History

United States
- Name: USS Margaret Anderson
- Namesake: Previous name retained
- Builder: Harrison Lewis
- Completed: 1907
- Acquired: 15 June 1917
- Commissioned: 16 August 1917
- Fate: Returned to owners 31 December 1917 or in 1918
- Notes: Operated as private motorboat Margaret Anderson 1907-1917 and from 1918

General characteristics
- Type: Patrol vessel
- Tonnage: 5 Gross register tons
- Length: 36 ft (11 m)
- Beam: 11 ft (3.4 m)
- Draft: 3 ft 3 in (0.99 m) mean
- Speed: 8 knots
- Complement: 8
- Armament: 1 × 1-pounder gun

= USS Margaret Anderson =

Patrol vessel of the United States Navy

USS Margaret Anderson (SP-1203) was a United States Navy patrol vessel in commission from August to December 1917.

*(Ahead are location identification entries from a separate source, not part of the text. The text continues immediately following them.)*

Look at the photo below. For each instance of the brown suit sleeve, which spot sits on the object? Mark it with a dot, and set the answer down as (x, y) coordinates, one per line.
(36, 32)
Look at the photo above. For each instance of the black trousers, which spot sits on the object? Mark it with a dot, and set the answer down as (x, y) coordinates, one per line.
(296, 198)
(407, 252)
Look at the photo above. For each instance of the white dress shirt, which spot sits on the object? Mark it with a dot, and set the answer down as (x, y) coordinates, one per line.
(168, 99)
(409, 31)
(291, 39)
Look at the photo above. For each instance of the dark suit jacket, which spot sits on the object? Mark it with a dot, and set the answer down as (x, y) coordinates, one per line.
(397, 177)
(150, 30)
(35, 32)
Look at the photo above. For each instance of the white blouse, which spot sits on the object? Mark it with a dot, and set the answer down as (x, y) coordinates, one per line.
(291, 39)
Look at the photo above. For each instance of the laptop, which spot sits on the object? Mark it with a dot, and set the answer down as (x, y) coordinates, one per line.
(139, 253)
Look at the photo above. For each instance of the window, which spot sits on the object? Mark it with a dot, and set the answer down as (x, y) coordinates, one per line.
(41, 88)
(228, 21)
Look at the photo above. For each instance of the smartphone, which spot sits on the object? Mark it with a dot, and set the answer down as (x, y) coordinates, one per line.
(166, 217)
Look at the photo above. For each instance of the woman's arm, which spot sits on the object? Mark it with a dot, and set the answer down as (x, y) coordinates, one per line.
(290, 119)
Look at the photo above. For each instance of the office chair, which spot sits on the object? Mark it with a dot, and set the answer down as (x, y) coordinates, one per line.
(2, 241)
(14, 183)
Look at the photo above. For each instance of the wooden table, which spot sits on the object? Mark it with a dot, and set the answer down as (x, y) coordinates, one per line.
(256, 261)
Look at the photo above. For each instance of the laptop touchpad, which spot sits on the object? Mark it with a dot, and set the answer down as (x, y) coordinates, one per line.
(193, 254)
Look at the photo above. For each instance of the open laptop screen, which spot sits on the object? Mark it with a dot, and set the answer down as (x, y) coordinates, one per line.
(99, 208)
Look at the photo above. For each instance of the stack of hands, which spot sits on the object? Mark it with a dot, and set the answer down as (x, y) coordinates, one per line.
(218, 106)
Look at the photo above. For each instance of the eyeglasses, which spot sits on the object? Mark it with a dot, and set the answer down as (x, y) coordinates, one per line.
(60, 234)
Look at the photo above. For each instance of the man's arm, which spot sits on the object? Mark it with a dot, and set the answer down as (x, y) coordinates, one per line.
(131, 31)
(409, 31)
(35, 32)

Margaret Anderson was built as a private motorboat of the same name in 1907 by Harrison Lewis. On 15 June 1917, the U.S. Navy acquired her from her owners, W. B. Anderson and N. F. Bonniville, for use as a section patrol boat during World War I. She was commissioned as USS Margaret Anderson (SP-1203) on 16 August 1917.

Assigned to the 5th Naval District and based at Oyster, Virginia, Margaret Anderson served on section patrol duties until at least the end of 1917. She was returned to her owners either on 31 December 1917 or sometime in 1918.